3- Sur les demandes accessoires
La demande de Madame Y... tendant à la condamnation de la SARL GORRI MARINELA de lui payer la somme de 2. 455, 08 € au titre des loyers et / ou indemnités d'occupation dus au 7 avril 2008 est mal fondée, dès lors que le décompte produit part de l'année 2000, alors que la SARL GORRI MARINELA n'exploite que depuis le 21 mai 2005, qu'aucune précision n'est apportée sur le montant du loyer, révisé ou non, et sur la demande de rattrapage formulée en mai 2006 par Madame Y..., comme cela a été analysé au paragraphe 1.
Il s'ensuit que la demande de séquestre est sans objet.
Dès lors que le jugement entrepris est confirmé, partiellement mais en ses dispositions les plus importantes au regard du litige, la SARL GORRI MARINELA devra supporter les dépens de l'appel.

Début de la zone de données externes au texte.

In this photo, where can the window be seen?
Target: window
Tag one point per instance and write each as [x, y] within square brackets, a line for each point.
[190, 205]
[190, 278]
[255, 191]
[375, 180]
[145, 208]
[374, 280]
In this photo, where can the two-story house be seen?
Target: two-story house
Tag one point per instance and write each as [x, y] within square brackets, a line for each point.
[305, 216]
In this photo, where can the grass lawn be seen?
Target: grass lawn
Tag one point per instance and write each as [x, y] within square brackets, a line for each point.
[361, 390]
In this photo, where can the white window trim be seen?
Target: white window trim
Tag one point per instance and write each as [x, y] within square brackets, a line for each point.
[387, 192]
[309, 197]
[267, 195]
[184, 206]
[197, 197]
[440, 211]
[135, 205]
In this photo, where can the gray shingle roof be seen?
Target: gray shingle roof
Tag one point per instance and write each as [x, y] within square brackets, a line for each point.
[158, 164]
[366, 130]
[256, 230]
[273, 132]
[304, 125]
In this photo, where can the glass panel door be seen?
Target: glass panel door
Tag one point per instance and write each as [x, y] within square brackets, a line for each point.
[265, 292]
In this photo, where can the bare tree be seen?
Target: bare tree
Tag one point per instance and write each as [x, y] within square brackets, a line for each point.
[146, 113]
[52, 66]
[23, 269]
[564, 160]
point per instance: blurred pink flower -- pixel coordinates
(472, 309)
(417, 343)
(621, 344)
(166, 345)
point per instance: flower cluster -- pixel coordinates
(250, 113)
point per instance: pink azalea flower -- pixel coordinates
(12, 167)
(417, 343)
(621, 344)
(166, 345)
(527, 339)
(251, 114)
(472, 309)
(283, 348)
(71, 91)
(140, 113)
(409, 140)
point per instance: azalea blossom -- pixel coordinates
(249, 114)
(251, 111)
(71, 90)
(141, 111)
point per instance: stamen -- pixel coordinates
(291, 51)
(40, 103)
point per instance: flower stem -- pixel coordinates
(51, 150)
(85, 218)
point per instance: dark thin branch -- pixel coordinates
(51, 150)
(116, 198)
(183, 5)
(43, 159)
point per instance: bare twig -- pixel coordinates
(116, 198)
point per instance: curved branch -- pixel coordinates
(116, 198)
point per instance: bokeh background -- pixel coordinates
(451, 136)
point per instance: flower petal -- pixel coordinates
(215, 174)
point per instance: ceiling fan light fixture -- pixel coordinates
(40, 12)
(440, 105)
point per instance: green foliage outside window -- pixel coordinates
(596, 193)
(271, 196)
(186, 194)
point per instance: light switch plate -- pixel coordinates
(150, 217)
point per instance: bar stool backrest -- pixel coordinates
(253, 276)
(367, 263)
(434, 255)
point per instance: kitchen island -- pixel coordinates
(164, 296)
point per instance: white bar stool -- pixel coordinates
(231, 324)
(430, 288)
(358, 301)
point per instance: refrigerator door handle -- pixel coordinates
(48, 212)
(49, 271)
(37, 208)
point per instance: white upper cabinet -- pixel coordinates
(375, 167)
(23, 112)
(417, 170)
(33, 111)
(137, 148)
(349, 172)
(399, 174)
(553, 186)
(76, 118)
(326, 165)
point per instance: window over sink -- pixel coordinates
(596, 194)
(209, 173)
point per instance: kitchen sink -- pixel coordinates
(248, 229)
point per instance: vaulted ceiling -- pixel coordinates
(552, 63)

L'équité ne commande pas l'application de l'article 700 du code de procédure civile.
Par ces motifs
La Cour
Statuant publiquement, par arrêt contradictoire et en dernier ressort,
- Ordonne la jonction de l'instance avec l'affaire enrôlée sous le numéro 08 / 1470,
- Confirme le jugement du tribunal de grande instance de Bayonne du 21 janvier 2008 en ce qu'il a constaté le jeu de la clause résolutoire, insérée dans le contrat de bail, mais uniquement en ce que le commandement du 17 octobre 2006 a été délivré pour mettre fin à l'activité de bar et cabaret et de se conformer à l'activité autorisée de restauration, ordonné l'expulsion de la SARL GORRI MARINELA dans les conditions précisées au dispositif, et condamné la SARL GORRI MARINELA aux dépens,
- Infirme pour le surplus et statuant à nouveau,
- Déboute Madame Y... de sa demande de paiement d'un arriéré de loyers et / ou d'indemnité d'occupation,
- Dit n'y avoir lieu à application de l'article 700 du code de procédure civile,
- Condamne la SARL GORRI MARINELA aux dépens de l'appel, autorise la distraction au profit de Maître VERGEZ, avoué, conformément à l'article 699 du même code.
Signé par Monsieur Philippe BERTRAND, Président, et par Madame Catherine SAYOUS, Greffier, auquel la minute de la décision a été remise par le magistrat signataire.